The oddest, most exhilarating and exhausting thing was this: he never quit. The music had no periods, no rests or endings; the poetry’s beautiful sentence never ended; the line had no finish; the sculptured forms piled overhead, one into another without surcease. Who could breathe, in a world where rhythm itself had no periods? (95–97)
So when Dillard begins her book by saying, “When you write, you lay out a line of words,” this is what she means—a line in the air like Dave Rahm’s, giving it all and giving it now. Haiku is a world of wonder and amazement, a world that deserves our unwavering attention. Call it skywriting.
The unexpected beauty Dillard encountered is also relevant. “I had thought I knew my way around beauty a little bit,” she says. “Now I had stood among dandelions between two asphalt runways in Bellingham, Washington, and began learning about beauty. Even the Boston Museum of Fine Arts was never more inspiring than this small northwestern airport on this time-killing Sunday afternoon in June” (98). She says that Dave Rahm died a little more than a year later, during another performance: “The plane spun down and never came out of it; it nosedived into the ground and exploded” (106). His wife was looking on.
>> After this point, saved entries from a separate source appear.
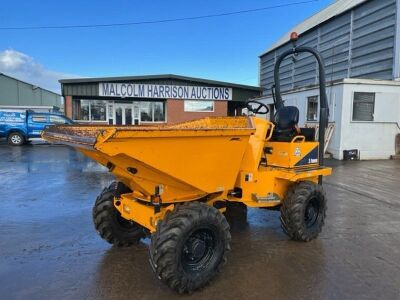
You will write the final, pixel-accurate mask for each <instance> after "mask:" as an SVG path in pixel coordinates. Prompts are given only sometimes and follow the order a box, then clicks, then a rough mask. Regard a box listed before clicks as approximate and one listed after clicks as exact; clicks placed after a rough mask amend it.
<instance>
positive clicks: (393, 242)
mask: <svg viewBox="0 0 400 300" xmlns="http://www.w3.org/2000/svg"><path fill="white" fill-rule="evenodd" d="M0 158H1V159H0V190H1V198H0V237H1V238H0V298H1V299H175V298H176V299H186V298H190V299H240V298H241V299H400V180H399V179H400V161H368V162H348V163H341V162H330V164H334V165H335V166H334V175H333V176H331V177H330V178H329V179H328V180H327V181H326V184H325V189H326V191H327V194H328V197H329V198H328V199H329V200H328V216H327V221H326V225H325V227H324V229H323V232H322V234H321V235H320V237H319V238H318V239H317V240H314V241H312V242H310V243H299V242H293V241H290V240H288V238H287V237H286V236H285V235H284V233H283V232H282V230H281V228H280V224H279V212H274V211H267V210H262V209H259V210H255V209H250V210H249V212H248V221H247V223H240V222H238V223H235V224H233V226H232V227H233V228H232V251H231V252H230V254H229V256H228V264H227V265H226V266H225V267H224V268H223V270H222V273H221V274H220V275H219V276H218V277H217V278H216V279H215V280H214V281H213V282H212V283H211V285H209V286H208V287H206V288H204V289H203V290H201V291H198V292H196V293H194V294H193V295H190V296H179V295H176V294H175V293H174V292H172V291H170V290H169V289H168V288H167V287H166V286H165V285H163V284H162V283H161V282H159V281H158V280H157V279H156V278H155V276H154V275H153V272H152V270H151V268H150V266H149V263H148V255H147V244H148V240H145V241H144V242H143V243H142V244H140V245H137V246H134V247H130V248H113V247H111V246H110V245H108V244H107V243H106V242H104V241H103V240H101V239H100V238H99V237H98V235H97V233H96V232H95V230H94V228H93V225H92V219H91V208H92V204H93V203H94V199H95V198H96V196H97V195H98V194H99V193H100V191H101V190H102V188H103V187H104V186H106V185H108V184H109V183H110V182H111V181H112V180H113V178H112V176H111V175H110V174H109V173H107V171H106V170H105V169H103V168H102V167H100V166H98V165H97V164H96V163H95V162H92V161H90V160H88V159H86V158H84V157H83V156H82V155H81V154H80V153H78V152H76V151H74V150H73V149H71V148H68V147H64V146H50V145H33V146H24V147H10V146H7V145H5V144H0Z"/></svg>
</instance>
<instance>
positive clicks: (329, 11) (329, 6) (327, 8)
mask: <svg viewBox="0 0 400 300" xmlns="http://www.w3.org/2000/svg"><path fill="white" fill-rule="evenodd" d="M366 1H369V0H337V1H336V2H334V3H332V4H331V5H329V6H328V7H326V8H324V9H323V10H321V11H320V12H318V13H316V14H315V15H313V16H311V17H310V18H308V19H307V20H305V21H304V22H302V23H300V24H298V25H296V26H295V27H293V28H292V29H291V30H290V31H289V32H287V33H285V34H284V35H283V36H282V37H281V38H280V39H279V40H278V41H277V42H276V43H275V44H273V45H272V46H271V47H270V48H268V49H267V50H266V51H265V52H263V53H262V54H261V55H260V56H262V55H264V54H266V53H268V52H270V51H272V50H274V49H276V48H278V47H279V46H282V45H283V44H285V43H287V42H288V41H289V39H290V33H292V32H293V31H295V32H297V33H298V34H299V35H301V34H303V33H305V32H307V31H308V30H310V29H312V28H314V27H316V26H318V25H319V24H321V23H323V22H326V21H328V20H329V19H331V18H333V17H335V16H338V15H340V14H342V13H345V12H346V11H348V10H350V9H352V8H353V7H355V6H357V5H359V4H361V3H363V2H366Z"/></svg>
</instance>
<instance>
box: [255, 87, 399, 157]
mask: <svg viewBox="0 0 400 300" xmlns="http://www.w3.org/2000/svg"><path fill="white" fill-rule="evenodd" d="M354 92H372V93H375V108H374V121H370V122H360V121H353V120H352V116H353V96H354ZM316 95H319V89H318V88H309V89H302V90H298V91H295V92H291V93H287V94H285V95H283V96H282V98H283V100H284V101H285V105H294V106H297V107H298V108H299V111H300V120H299V125H300V126H304V124H305V123H317V122H309V121H307V120H306V117H307V98H308V97H310V96H316ZM327 97H328V103H329V111H330V116H329V122H331V123H332V122H333V123H334V124H335V131H334V133H333V136H332V139H331V141H330V144H329V146H328V152H330V153H332V155H333V157H334V158H336V159H343V150H351V149H358V150H359V151H360V158H361V159H388V158H390V156H391V155H393V154H395V138H396V135H397V134H400V128H399V126H400V82H394V81H375V80H364V79H344V80H343V82H340V83H337V84H335V85H333V86H331V87H328V88H327ZM262 102H264V103H266V104H271V103H273V102H272V99H271V98H265V99H263V100H262Z"/></svg>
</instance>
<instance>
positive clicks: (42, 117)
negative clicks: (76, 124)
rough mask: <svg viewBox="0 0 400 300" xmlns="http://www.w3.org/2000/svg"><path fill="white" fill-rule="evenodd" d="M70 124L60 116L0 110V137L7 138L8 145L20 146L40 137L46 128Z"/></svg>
mask: <svg viewBox="0 0 400 300" xmlns="http://www.w3.org/2000/svg"><path fill="white" fill-rule="evenodd" d="M72 123H73V121H72V120H71V119H69V118H67V117H65V116H63V115H60V114H55V113H40V112H33V111H31V110H6V109H4V110H0V137H5V138H7V141H8V143H9V144H10V145H13V146H21V145H23V144H24V143H26V142H28V141H29V139H31V138H38V137H40V135H41V133H42V131H43V129H44V128H46V127H47V126H51V125H55V124H72Z"/></svg>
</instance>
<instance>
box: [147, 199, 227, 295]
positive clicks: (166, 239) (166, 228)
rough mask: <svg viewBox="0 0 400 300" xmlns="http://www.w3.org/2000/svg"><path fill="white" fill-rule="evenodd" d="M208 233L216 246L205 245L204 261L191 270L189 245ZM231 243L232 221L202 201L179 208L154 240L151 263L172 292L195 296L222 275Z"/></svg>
mask: <svg viewBox="0 0 400 300" xmlns="http://www.w3.org/2000/svg"><path fill="white" fill-rule="evenodd" d="M205 232H207V233H206V235H210V236H212V237H211V240H209V243H210V244H212V245H211V246H210V245H208V248H207V246H205V249H207V250H205V251H203V255H202V258H201V259H200V262H195V264H196V263H197V264H198V265H197V266H194V267H190V265H189V264H190V263H191V262H189V263H187V259H188V255H189V254H188V250H187V243H190V241H191V240H192V239H193V236H196V235H197V234H203V233H205ZM230 240H231V235H230V232H229V225H228V222H227V221H226V219H225V217H224V216H223V215H222V214H221V213H220V212H219V210H218V209H216V208H214V207H212V206H209V205H207V204H204V203H200V202H188V203H184V204H181V205H176V206H175V208H174V210H173V211H172V212H170V213H168V214H167V215H166V216H165V218H164V219H163V220H162V221H161V222H160V223H159V224H158V226H157V231H156V232H155V233H154V234H153V235H152V237H151V244H150V264H151V266H152V268H153V270H154V272H155V274H156V275H157V277H158V278H159V279H160V280H161V281H163V282H164V283H166V284H167V285H168V286H169V287H170V288H171V289H173V290H175V291H176V292H178V293H180V294H183V293H191V292H193V291H195V290H197V289H200V288H202V287H204V286H205V285H206V284H207V283H209V282H210V281H211V280H212V279H213V278H214V277H215V276H216V275H217V274H218V272H219V270H220V268H221V266H222V265H224V264H225V263H226V254H227V252H228V251H229V250H230ZM210 241H211V242H210ZM191 245H193V244H191ZM185 247H186V248H185ZM192 249H194V248H192ZM209 249H212V250H209ZM185 251H186V252H185ZM209 251H211V252H209ZM184 252H185V253H184ZM193 253H194V252H193ZM205 253H206V254H205ZM210 253H211V254H210ZM192 255H194V254H192ZM200 256H201V255H200ZM204 257H205V258H206V259H205V260H203V258H204Z"/></svg>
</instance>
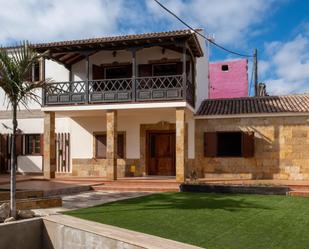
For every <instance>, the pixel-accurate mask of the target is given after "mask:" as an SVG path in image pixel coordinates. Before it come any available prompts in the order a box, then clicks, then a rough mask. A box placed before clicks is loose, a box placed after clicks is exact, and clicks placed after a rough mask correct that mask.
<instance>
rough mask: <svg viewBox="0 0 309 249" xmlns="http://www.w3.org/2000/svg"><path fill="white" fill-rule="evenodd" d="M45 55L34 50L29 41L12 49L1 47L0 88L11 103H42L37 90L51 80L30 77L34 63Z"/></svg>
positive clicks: (0, 53) (25, 103) (18, 104)
mask: <svg viewBox="0 0 309 249" xmlns="http://www.w3.org/2000/svg"><path fill="white" fill-rule="evenodd" d="M44 56H46V55H45V54H38V53H36V52H35V51H33V50H32V49H31V48H30V44H29V43H28V42H27V41H24V42H22V43H21V44H20V46H18V47H16V48H13V49H12V50H11V51H8V50H6V49H4V48H0V88H2V89H3V91H4V92H5V95H6V97H7V100H8V102H9V104H11V105H12V104H16V105H17V106H19V105H23V106H25V107H27V103H28V102H29V101H35V102H37V103H40V101H39V99H40V96H38V95H37V93H36V92H35V90H37V89H39V88H45V87H46V86H47V84H48V83H49V82H50V80H49V79H47V80H40V81H37V82H31V81H29V79H28V77H29V72H31V71H32V67H33V66H34V64H35V63H38V62H39V59H40V58H41V57H44Z"/></svg>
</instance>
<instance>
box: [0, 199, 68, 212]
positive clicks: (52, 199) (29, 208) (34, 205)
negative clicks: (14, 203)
mask: <svg viewBox="0 0 309 249" xmlns="http://www.w3.org/2000/svg"><path fill="white" fill-rule="evenodd" d="M5 202H7V201H0V205H1V204H2V203H5ZM61 206H62V199H61V197H48V198H33V199H17V201H16V208H17V209H37V208H51V207H61Z"/></svg>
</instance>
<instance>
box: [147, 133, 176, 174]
mask: <svg viewBox="0 0 309 249" xmlns="http://www.w3.org/2000/svg"><path fill="white" fill-rule="evenodd" d="M147 146H148V150H147V152H148V153H147V159H148V160H147V165H148V175H164V176H174V175H175V174H176V167H175V153H176V145H175V132H170V131H169V132H149V133H148V141H147Z"/></svg>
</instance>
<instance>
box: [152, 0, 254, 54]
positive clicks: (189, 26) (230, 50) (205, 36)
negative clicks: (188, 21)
mask: <svg viewBox="0 0 309 249" xmlns="http://www.w3.org/2000/svg"><path fill="white" fill-rule="evenodd" d="M154 1H155V2H156V3H157V4H158V5H160V6H161V7H162V8H163V9H164V10H166V11H167V12H168V13H170V14H171V15H172V16H174V17H175V18H176V19H177V20H178V21H180V22H181V23H182V24H183V25H185V26H186V27H188V28H189V29H190V30H191V31H192V32H194V33H196V34H198V35H200V36H201V37H203V38H204V39H206V40H207V41H208V42H210V43H212V44H213V45H215V46H217V47H218V48H220V49H222V50H224V51H226V52H228V53H231V54H235V55H238V56H241V57H253V55H249V54H241V53H237V52H234V51H232V50H230V49H227V48H225V47H223V46H221V45H219V44H218V43H216V42H214V41H212V40H211V39H209V38H207V37H206V36H204V35H203V34H202V33H200V32H199V31H197V30H195V29H194V28H193V27H191V26H190V25H189V24H187V23H186V22H185V21H183V20H182V19H181V18H180V17H178V16H177V15H176V14H175V13H173V12H172V11H171V10H169V9H168V8H166V7H165V6H164V5H163V4H161V3H160V2H159V1H158V0H154Z"/></svg>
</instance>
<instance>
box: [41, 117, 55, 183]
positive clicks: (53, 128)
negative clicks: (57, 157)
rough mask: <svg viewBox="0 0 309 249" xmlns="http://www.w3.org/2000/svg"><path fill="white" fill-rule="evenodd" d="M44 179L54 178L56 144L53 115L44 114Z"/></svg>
mask: <svg viewBox="0 0 309 249" xmlns="http://www.w3.org/2000/svg"><path fill="white" fill-rule="evenodd" d="M43 162H44V164H43V172H44V177H45V178H47V179H51V178H55V172H56V144H55V113H54V112H45V113H44V159H43Z"/></svg>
The last paragraph of Dillard’s book says this: “It is hard to imagine a deeper penetration into the universe than Rahm’s last dive in his plane, or than his inexpressible wordless selfless line’s inscribing the air and dissolving” (111). This, I believe, is how to lead the haiku writer’s life.
—Rick Tarquinio, Mostly Water, n.p., 2015, page 28
On Annie Dillard’s website, her husband, Robert Richardson, offers a condensed biography of Dillard. He writes the following towards the end:
In 1989 she published The Writing Life, a book she repudiates except for the last chapter, the true story of stunt pilot Dave Rahm. The piece spirals and dives in a narrative flight that is both heart-stopping and metaphorical; any good writer is a stunt pilot. The reviewer for the New York Times liked the part about the stunt pilot, commented that there were many such bits, then concluded, “unfortunately, the bits do not add up to a book.”
I’ve repudiated some of my own writing, so I can relate to that stance, although I find such repudiation unnecessary and perhaps even unfortunate regarding The Writing Life, which I hope my essay helps to redeem, at least regarding haiku poetry. On her website’s Books page, Dillard herself calls the original book “embarrassing,” and says that it was “fixed somewhat and republished by Harper Perennial [in] 1998” (and a new paperback edition was released by HarperCollins in 2013; I’ve read only the original 1989 edition). At the very least, Dillard’s repudiation does not extend to her book’s final chapter, and indeed, even the haiku poet is a stunt pilot. The scale may be smaller, but the effects—the dips and dives, the precise word choices and emotional nuances—are every bit as large.